Micks with sticksPosted: 15 June, 2014
When I was about ten years old, at a hurling match in Croke Park with my parents, a spectator nearby with an English accent offered an instruction to a defender who was chasing down a forward making a break: `Hit him you fucking coward!’ It appears that that spectator’s spirit is restless, and animating part of the viewing public.
Hurling is now available on Sky, despite the objections raised by leading members of the GAA:
“The whole point of the GAA,” he says, “is that we stand against capitalism, that money is a necessary evil. Our objective is the creation of cohesive communities, that is our target.”
It appears that hurling has become popular amongst sports fans in Great Britain, who have never seen it before, and are impressed. Great, and if this means Bath gets a hurling team, I’ll be delighted. The trouble is what people find impressive. One Irish-based sports website has collated some of the twitter responses, admittedly going for the more egregious, for the first game shown on Sky and now the second weekend. Some people are impressed by the speed and skill, some people are bemused, and some respond by describing it as `a pub fight on grass’, `a scrap doon the scheme’, `confirms my belief that the Irish are mental’, `superb combination and [sic] skill and violence’, and elsewhere `You can literally twat each [other] with a 2 x 4 piece of wood, smash a cricket ball at opposite players, rugby tackle each other.’

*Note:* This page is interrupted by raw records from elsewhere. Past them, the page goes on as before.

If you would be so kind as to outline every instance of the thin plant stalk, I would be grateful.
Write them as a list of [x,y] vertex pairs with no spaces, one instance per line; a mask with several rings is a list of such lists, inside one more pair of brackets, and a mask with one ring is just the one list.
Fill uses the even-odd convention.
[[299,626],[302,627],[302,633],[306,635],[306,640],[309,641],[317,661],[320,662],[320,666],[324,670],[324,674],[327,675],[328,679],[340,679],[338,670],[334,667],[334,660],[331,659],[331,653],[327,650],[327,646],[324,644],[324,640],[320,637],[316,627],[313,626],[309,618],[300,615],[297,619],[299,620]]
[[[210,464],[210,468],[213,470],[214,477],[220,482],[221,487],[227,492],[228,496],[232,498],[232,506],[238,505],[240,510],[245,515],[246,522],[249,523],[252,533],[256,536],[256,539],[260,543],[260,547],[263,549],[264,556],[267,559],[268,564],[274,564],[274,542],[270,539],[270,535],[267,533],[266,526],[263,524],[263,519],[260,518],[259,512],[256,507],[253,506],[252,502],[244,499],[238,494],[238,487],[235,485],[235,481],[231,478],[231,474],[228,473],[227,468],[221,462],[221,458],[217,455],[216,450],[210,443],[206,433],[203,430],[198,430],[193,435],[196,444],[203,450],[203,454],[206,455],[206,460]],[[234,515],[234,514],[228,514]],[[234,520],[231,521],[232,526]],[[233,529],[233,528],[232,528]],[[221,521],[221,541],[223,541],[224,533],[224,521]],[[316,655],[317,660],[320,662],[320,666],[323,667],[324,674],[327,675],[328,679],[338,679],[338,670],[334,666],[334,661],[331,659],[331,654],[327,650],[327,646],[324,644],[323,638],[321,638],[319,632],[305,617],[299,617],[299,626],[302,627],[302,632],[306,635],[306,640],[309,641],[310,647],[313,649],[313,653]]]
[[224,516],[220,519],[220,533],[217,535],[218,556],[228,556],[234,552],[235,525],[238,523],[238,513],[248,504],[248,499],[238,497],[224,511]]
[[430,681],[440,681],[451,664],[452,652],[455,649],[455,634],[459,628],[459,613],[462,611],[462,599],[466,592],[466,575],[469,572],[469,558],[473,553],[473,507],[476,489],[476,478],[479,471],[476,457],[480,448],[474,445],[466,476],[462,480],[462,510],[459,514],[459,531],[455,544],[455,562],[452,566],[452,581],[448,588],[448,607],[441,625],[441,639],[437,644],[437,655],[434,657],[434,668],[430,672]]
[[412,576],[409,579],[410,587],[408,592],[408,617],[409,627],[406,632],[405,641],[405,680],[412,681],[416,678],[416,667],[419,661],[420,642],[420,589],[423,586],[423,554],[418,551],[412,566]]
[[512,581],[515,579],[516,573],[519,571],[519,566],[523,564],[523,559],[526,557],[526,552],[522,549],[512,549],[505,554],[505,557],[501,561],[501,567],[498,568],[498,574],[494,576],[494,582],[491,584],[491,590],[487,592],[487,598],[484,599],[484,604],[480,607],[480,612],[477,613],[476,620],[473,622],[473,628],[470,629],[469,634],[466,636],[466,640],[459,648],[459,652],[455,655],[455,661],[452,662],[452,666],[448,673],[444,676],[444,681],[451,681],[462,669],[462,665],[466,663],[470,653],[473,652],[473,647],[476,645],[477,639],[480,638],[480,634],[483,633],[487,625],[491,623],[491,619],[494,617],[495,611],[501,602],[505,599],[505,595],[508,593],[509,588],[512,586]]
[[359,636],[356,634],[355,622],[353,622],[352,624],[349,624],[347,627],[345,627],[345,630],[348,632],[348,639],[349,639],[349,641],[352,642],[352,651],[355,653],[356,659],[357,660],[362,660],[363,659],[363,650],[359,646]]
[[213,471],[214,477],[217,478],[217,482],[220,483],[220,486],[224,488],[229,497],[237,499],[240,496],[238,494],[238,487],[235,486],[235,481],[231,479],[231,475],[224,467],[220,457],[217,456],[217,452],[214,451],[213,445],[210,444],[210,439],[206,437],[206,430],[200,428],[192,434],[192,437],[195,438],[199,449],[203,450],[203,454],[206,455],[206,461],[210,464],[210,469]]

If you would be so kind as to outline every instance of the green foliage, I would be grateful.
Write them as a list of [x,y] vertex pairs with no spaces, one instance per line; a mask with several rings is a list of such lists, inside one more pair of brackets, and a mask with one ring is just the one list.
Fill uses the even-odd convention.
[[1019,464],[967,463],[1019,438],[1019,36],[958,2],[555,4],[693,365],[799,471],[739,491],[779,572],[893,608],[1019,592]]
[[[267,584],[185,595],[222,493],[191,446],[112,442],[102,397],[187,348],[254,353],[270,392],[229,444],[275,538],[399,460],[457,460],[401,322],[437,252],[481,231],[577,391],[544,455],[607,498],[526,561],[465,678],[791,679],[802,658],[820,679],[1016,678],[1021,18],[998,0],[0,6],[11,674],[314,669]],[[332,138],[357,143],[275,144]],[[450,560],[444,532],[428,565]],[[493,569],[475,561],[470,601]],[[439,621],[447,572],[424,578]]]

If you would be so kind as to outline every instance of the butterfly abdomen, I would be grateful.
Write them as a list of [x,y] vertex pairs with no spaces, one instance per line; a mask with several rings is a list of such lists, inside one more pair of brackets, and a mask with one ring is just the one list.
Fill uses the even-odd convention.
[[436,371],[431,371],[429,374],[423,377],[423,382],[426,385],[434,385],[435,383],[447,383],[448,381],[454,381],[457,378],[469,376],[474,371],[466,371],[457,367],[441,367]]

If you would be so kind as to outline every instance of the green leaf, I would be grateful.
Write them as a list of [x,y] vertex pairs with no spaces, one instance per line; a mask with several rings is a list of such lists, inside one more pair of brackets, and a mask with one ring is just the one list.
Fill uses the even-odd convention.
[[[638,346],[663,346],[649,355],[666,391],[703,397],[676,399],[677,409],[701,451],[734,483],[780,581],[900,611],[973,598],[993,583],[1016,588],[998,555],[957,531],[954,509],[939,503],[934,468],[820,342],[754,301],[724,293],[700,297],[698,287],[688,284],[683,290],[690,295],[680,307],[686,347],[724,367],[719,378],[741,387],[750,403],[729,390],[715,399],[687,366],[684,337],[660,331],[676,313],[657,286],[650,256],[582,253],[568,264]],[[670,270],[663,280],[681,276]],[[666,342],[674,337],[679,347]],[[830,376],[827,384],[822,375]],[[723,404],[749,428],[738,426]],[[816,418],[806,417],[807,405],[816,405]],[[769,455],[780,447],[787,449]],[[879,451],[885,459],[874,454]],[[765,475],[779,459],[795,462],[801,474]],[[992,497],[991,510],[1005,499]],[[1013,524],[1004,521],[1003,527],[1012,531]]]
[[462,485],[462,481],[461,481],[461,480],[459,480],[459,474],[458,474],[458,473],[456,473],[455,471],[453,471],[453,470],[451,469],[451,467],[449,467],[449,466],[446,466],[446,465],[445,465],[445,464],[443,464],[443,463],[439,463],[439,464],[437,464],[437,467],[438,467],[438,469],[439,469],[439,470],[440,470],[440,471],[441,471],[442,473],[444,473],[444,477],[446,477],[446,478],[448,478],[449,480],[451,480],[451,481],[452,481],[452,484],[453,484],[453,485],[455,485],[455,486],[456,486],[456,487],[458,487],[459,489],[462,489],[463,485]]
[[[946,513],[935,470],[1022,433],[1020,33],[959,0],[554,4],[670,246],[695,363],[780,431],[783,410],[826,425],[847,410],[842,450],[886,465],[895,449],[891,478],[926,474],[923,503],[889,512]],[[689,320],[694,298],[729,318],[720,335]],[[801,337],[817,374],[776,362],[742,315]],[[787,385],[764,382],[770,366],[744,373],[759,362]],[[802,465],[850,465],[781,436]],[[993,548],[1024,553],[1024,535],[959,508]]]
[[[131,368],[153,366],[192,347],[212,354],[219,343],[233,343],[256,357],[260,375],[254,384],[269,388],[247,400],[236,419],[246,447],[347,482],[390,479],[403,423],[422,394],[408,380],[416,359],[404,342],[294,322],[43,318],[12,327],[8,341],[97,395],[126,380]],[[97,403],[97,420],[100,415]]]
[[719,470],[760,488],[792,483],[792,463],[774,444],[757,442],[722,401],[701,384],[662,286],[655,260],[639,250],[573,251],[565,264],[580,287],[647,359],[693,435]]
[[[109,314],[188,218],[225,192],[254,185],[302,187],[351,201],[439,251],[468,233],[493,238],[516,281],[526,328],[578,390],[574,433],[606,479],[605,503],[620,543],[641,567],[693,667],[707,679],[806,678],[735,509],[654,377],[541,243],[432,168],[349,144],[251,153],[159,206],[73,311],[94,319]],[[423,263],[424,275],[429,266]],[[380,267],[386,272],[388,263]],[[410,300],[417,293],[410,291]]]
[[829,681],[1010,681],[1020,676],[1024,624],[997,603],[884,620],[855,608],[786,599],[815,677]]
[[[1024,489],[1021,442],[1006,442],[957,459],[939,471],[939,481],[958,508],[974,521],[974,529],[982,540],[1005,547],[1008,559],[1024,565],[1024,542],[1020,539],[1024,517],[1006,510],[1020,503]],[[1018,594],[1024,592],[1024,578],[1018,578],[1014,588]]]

God knows the Irish are used to affording some English people an opportunity for a mix of condescension and amused tolerance of those strange foreigners (Brendan O’Carroll’s success is the principal evidence), but there’s no call for this nonsense. It should be possible to do better than this, and certainly not resort to admiration of the `violence’ of a highly skilled, and generally sportingly played, game.
For the avoidance of doubt, the only tackle allowed in hurling is shoulder-to-shoulder, not a rugby tackle and certainly not `literally’ hitting someone with a 2×4. Serious injury is very rare in hurling, because usually the stick takes the punishment.
Hurling is one of the oldest recorded sports in the world—it appears in Irish mythology dating back three thousand years—and is certainly the fastest field game. It requires skill, grace, courage, and is played by amateurs organized by an association which owns the third largest stadium in Europe. The Gaelic Athletic Association is probably the only major body in Ireland which is not an embarrassment, owing to its roots in every community, in Ireland and outside it. Hurling is unambiguously a genuinely special, uniquely Irish, event, and it is being turned into an extravaganza of Micks with Sticks, the professional wrestling of field sports, delighting some people who have decided to see it as an opportunity for delighting in Irish madness and taste for violence.
It takes a few minutes to find out something about the game. You might even sound expert given a little effort. With a bit more work, you can probably find a local club and see a game live. Or would that be too much like genuine interest?